出生体重が2500g未満の赤ちゃんを低出生体重児と呼ぶが、ここで研究者らが話題にしているのは子宮内での胎児の発育状況に問題があったケースではなく、早産のため出生体重が少ない、いわゆる「未熟児」と表現される赤ちゃんたちについてである。

「未熟児は内気で引っ込み思案、コミュニケーション下手といった性格を呈する可能性が高くなります。」

このたび『Archives of Disease in Childhood』という学術誌でそうした内容を発表したのは、英「ウォーリック大学」のディーター・ウォルケ教授が率いる研究チーム。1985年および1986年に誕生した、未熟児と診断された赤ちゃん200人とそうでない赤ちゃん197人のその後のパーソナリティ面について観察、調査を行ってきたという。すると成長に従い、両者の間には性格面でかなりの差が生じていることが判明。未熟児で誕生した赤ちゃんは、高率で内向的な性格を示すようになってくるというのだ。

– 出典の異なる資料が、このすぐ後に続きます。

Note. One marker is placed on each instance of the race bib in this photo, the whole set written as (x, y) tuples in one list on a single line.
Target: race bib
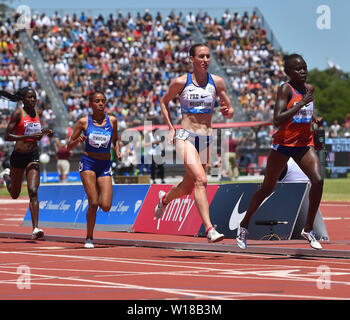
[(31, 128), (304, 115), (182, 135), (98, 140)]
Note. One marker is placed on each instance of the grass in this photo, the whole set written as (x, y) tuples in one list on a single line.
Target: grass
[(333, 190)]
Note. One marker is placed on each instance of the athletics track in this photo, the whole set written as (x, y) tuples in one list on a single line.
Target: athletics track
[(138, 266)]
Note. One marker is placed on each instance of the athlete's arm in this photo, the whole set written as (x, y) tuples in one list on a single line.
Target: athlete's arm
[(176, 86), (76, 136), (115, 139), (226, 107), (281, 114)]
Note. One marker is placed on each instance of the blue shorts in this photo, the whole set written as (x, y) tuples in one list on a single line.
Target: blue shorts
[(293, 152), (102, 168)]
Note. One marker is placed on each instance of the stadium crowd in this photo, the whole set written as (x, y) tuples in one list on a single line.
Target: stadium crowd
[(133, 59)]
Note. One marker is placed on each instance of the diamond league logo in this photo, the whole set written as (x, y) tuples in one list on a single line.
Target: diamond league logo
[(80, 203)]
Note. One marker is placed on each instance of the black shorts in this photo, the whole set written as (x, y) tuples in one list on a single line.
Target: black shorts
[(21, 160)]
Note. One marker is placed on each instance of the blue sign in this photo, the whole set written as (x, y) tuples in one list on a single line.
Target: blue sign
[(231, 202), (66, 206)]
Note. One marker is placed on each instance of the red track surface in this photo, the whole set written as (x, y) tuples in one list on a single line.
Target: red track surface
[(66, 271)]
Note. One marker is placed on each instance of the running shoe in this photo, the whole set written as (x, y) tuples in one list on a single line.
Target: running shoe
[(311, 237), (5, 172), (160, 208), (89, 244), (214, 236), (242, 237), (37, 234)]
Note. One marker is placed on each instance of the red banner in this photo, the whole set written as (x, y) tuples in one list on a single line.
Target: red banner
[(181, 216)]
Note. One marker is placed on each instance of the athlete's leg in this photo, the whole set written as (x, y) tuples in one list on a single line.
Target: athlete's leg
[(274, 166), (195, 179), (88, 179), (14, 181), (105, 191), (33, 182), (309, 163)]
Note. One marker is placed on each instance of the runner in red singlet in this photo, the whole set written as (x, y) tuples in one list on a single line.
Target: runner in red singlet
[(293, 115), (25, 129)]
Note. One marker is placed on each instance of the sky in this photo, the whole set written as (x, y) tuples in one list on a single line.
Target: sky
[(316, 29)]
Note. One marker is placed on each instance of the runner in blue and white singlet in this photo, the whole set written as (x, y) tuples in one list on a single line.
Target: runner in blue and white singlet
[(197, 92), (196, 99), (99, 131)]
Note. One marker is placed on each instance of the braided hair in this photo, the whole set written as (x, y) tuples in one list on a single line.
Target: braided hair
[(18, 96)]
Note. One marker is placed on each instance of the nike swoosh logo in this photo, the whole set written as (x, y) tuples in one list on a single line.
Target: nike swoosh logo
[(237, 217)]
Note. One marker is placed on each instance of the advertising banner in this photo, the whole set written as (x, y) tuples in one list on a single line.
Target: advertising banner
[(284, 205), (180, 218)]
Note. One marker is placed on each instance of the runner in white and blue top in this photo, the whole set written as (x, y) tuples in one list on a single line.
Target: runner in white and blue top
[(197, 92), (196, 99)]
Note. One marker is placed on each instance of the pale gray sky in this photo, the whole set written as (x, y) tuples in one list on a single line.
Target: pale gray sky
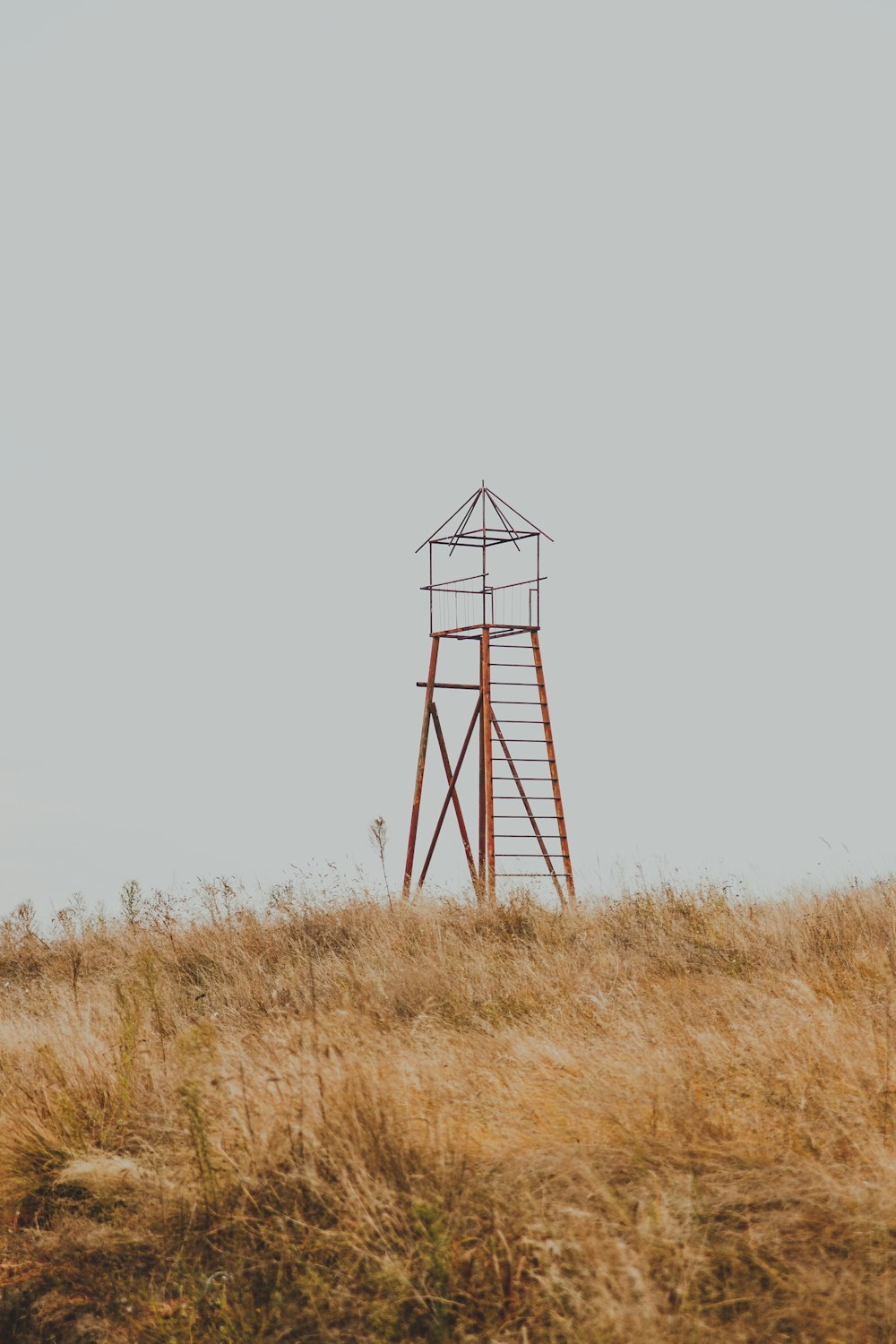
[(280, 284)]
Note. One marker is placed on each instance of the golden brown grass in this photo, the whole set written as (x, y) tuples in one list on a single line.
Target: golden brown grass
[(659, 1118)]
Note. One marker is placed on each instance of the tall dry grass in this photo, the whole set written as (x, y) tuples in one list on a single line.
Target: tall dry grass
[(667, 1117)]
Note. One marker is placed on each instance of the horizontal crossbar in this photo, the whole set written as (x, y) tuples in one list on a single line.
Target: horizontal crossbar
[(524, 874)]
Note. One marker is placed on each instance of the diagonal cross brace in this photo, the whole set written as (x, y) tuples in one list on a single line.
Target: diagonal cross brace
[(446, 762), (450, 793)]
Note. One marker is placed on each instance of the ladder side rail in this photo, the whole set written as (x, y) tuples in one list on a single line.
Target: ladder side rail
[(552, 762), (525, 804)]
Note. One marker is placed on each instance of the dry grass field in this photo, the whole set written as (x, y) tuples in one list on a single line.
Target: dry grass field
[(667, 1117)]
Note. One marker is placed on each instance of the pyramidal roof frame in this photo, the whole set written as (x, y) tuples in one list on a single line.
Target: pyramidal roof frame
[(485, 532)]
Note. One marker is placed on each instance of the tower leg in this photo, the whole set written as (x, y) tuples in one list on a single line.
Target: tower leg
[(479, 881), (421, 763)]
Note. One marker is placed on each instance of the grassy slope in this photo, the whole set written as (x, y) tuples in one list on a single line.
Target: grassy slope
[(657, 1120)]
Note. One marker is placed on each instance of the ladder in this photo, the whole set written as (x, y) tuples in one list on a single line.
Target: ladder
[(524, 803)]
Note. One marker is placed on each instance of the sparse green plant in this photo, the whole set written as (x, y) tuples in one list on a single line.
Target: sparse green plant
[(378, 836)]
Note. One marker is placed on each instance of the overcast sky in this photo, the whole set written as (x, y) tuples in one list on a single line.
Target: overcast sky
[(281, 282)]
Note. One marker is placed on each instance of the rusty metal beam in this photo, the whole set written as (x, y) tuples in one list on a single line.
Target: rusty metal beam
[(421, 765)]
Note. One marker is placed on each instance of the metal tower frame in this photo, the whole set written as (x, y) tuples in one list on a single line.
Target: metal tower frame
[(501, 618)]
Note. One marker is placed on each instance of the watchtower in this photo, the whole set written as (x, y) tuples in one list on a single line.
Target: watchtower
[(498, 624)]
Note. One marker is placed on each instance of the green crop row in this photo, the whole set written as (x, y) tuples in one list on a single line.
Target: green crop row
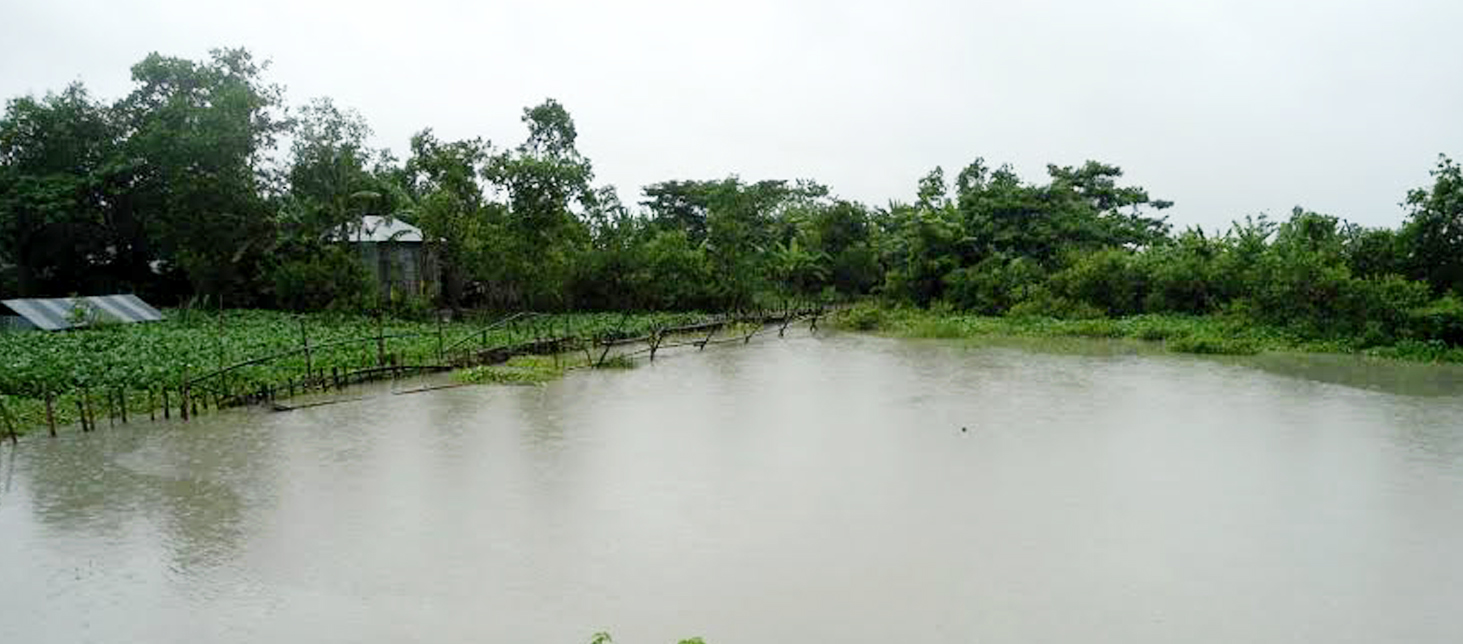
[(135, 363)]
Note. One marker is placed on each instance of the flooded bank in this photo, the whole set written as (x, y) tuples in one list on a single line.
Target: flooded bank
[(802, 489)]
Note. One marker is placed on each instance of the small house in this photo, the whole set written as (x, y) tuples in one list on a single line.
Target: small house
[(395, 255), (57, 313)]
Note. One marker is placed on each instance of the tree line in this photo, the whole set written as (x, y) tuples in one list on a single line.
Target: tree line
[(202, 182)]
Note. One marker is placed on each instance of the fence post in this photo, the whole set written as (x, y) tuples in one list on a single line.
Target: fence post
[(9, 423), (50, 412), (91, 413), (381, 337), (185, 392), (305, 338)]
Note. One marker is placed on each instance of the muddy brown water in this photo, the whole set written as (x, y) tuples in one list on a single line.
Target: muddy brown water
[(790, 491)]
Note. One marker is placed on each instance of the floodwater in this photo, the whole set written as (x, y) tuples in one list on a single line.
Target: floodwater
[(809, 489)]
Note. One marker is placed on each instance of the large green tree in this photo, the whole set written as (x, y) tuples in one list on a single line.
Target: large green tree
[(65, 218), (1433, 236), (201, 138)]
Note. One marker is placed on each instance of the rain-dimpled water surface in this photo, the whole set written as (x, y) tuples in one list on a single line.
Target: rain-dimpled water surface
[(811, 489)]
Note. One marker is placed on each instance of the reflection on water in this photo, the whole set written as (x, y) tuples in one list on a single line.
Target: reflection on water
[(814, 489)]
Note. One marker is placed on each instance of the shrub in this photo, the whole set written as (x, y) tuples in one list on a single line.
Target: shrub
[(331, 278), (862, 318), (1212, 344), (1440, 321)]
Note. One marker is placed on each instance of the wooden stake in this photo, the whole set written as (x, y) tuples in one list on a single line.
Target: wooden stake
[(183, 392), (9, 423), (50, 412), (305, 338)]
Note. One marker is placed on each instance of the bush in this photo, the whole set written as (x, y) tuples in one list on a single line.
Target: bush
[(329, 278), (1103, 280), (1042, 303), (1440, 321), (862, 318), (1212, 346)]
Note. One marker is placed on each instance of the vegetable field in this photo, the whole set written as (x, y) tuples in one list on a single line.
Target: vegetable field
[(129, 366)]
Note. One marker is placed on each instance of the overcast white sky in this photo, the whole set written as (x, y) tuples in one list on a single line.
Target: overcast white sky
[(1228, 107)]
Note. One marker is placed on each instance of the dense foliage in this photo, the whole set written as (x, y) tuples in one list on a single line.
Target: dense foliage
[(182, 189), (148, 357)]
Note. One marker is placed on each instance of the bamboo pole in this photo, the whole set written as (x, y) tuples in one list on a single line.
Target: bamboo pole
[(441, 354), (9, 423), (305, 340), (91, 412), (381, 337), (50, 412), (183, 394), (81, 412)]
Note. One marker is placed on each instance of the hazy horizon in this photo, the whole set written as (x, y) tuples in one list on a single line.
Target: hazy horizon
[(1228, 109)]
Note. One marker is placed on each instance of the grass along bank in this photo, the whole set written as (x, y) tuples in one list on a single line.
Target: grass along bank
[(1217, 335), (129, 366)]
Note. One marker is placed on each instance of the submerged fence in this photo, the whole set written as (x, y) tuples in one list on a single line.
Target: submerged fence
[(389, 356)]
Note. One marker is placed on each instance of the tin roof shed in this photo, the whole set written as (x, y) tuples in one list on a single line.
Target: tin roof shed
[(66, 312)]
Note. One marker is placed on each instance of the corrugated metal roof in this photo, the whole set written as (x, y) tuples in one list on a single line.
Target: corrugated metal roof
[(381, 229), (57, 313)]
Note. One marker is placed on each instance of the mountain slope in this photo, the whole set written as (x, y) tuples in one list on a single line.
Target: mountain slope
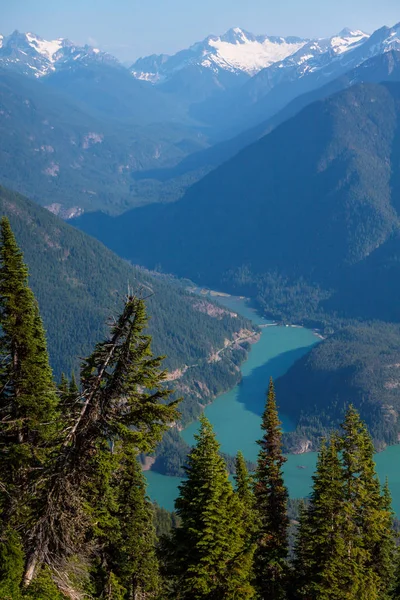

心肺能力、身体的成長や免疫力など、あらゆる面で理想の出産時期を妊娠37週以降41週の終わりまでと指導する国は多い。早産で未熟児であると親が不安からつい慎重な子育てをするようになり、それが子供にも影響を与えているのではないかと考えがちだが、ウォルケ教授は脳の発達においても本来胎内にいるべき週数を満たすことの大切さを強調している。胎内で赤ちゃんの脳は構造から機能に至るまで常に成長を続けているが、誕生というスイッチによりそれが変化してしまうことが考えられるそうだ。

また内向的な性格といっても心配性であるため冒険心に欠けている、周囲に存在感をアピールできないといった場合が多いものの、トラブルを巻き起こすようなタイプは見かけないという。ただし気になるのは、アスペルガー症候群(自閉症スペクトラム)である例もより多かったとのこと。世の中を生きて行く上で社交性や社会適応能力、コミュニケーション能力は欠かせない。
もしも子供が未熟児として生まれた場合は親がそうしたことを意識し、幼少期のうちからコミュニケーション能力を十分に磨いていけば良いとまとめられている。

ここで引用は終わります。